HYDE, the name of an English family distinguished in the 17th century. Robert Hyde of Norbury, Cheshire, had several sons, of whom the third was Lawrence Hyde of Gussage St Michael, Dorsetshire. Lawrence’s son Henry was father of Edward Hyde, earl of Clarendon (q.v.), whose second son by his second wife was Lawrence, earl of Rochester (q.v.); another son was Sir Lawrence Hyde, attorney-general to Anne of Denmark, James I.’s consort; and a third son was Sir Nicholas Hyde (d. 1631), chief-justice of England. Sir Nicholas entered parliament in 1601 and soon became prominent as an opponent of the court, though he does not appear to have distinguished himself in the law. Before long, however, he deserted the popular party, and in 1626 he was employed by the duke of Buckingham in his defence to impeachment by the Commons; and in the following year he was appointed chief-justice of the king’s bench, in which office it fell to him to give judgment in the celebrated case of Sir Thomas Darnell and others who had been committed to prison on warrants signed by members of the privy council, which contained no statement of the nature of the charge against the prisoners. In answer to the writ of habeas corpus the attorney-general relied on the prerogative of the crown, supported by a precedent of Queen Elizabeth’s reign. Hyde, three other judges concurring, decided in favour of the crown, but without going so far as to declare the right of the crown to refuse indefinitely to show cause against the discharge of the prisoners. In 1629 Hyde was one of the judges who condemned Eliot, Holles and Valentine for conspiracy in parliament to resist the king’s orders; refusing to admit their plea that they could not be called upon to answer out of parliament for acts done in parliament. Sir Nicholas Hyde died in August 1631.

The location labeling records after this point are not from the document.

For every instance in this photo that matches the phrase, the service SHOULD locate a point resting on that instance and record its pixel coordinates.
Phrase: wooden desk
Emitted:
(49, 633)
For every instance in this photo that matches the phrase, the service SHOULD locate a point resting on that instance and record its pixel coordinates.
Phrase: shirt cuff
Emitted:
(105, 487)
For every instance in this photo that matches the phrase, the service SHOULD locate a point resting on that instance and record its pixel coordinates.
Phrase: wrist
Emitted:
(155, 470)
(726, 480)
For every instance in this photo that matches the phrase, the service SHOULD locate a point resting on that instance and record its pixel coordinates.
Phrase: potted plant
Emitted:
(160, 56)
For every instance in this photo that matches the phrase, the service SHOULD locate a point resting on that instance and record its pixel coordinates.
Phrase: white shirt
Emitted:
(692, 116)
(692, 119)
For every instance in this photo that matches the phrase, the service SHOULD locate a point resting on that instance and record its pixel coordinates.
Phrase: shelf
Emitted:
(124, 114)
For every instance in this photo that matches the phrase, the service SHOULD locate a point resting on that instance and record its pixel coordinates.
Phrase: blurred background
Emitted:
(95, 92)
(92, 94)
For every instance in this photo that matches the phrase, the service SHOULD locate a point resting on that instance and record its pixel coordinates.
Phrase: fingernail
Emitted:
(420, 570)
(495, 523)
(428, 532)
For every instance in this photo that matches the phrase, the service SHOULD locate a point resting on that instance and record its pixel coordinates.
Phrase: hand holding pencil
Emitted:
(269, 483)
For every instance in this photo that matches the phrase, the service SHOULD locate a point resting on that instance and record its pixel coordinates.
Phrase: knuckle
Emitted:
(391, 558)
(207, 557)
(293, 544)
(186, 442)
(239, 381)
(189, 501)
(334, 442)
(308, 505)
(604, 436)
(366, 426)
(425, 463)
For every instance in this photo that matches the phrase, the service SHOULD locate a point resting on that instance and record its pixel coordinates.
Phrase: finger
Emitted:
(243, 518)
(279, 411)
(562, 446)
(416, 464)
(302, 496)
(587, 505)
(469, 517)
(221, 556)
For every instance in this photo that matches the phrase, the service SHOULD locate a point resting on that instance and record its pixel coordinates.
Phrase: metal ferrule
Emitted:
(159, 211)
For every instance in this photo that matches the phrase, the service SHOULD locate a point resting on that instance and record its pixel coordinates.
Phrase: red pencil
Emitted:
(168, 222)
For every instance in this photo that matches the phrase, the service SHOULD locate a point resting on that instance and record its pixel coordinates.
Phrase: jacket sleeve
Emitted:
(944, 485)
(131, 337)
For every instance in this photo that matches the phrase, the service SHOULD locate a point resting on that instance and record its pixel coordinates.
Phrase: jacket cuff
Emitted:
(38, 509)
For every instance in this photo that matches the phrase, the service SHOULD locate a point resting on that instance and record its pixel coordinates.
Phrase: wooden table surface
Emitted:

Sir Lawrence Hyde, attorney-general to Anne of Denmark, had eleven sons, four of whom were men of some mark. Henry was an ardent royalist who accompanied Charles II. to the continent, and returning to England was beheaded in 1650; Alexander (1598–1667) became bishop of Salisbury in 1665; Edward (1607–1659) was a royalist divine who was nominated dean of Windsor in 1658, but died before taking up the appointment, and who was the author of many controversial works in Anglican theology; and Robert (1595–1665) became recorder of Salisbury and represented that borough in the Long Parliament, in which he professed royalist principles, voting against the attainder of Strafford. Having been imprisoned and deprived of his recordership by the parliament in 1645/6, Robert Hyde gave refuge to Charles II. on his flight from Worcester in 1651, and on the Restoration he was knighted and made a judge of the common pleas. He died in 1665. Henry Hyde (1672–1753), only son of Lawrence, earl of Rochester, became 4th earl of Clarendon and 2nd earl of Rochester, both of which titles became extinct at his death. He was in no way distinguished, but his wife Jane Hyde, countess of Clarendon and Rochester (d. 1725), was a famous beauty celebrated by the homage of Swift, Prior and Pope, and by the groundless scandal of Lady Mary Wortley Montagu. Two of her daughters, Jane, countess of Essex, and Catherine, duchess of Queensberry, were also famous beauties of the reign of Queen Anne. Her son, Henry Hyde (1710–1753), known as Viscount Cornbury, was a Tory and Jacobite member of parliament, and an intimate friend of Bolingbroke, who addressed to him his Letters on the Study and Use of History, and On the Spirit of Patriotism. In 1750 Lord Cornbury was created Baron Hyde of Hindon, but, as he predeceased his father, this title reverted to the latter and became extinct at his death. Lord Cornbury was celebrated as a wit and a conversationalist. By his will he bequeathed the papers of his great-grandfather, Lord Clarendon, the historian, to the Bodleian Library at Oxford.
See Lord Clarendon, The Life of Edward, Earl of Clarendon (3 vols., Oxford, 1827); Edward Foss, The Judges of England (London, 1848–1864); Anthony à Wood, Athenae oxonienses (London, 1813–1820); Samuel Pepys, Diary and Correspondence, edited by Lord Braybrooke (4 vols., London, 1854).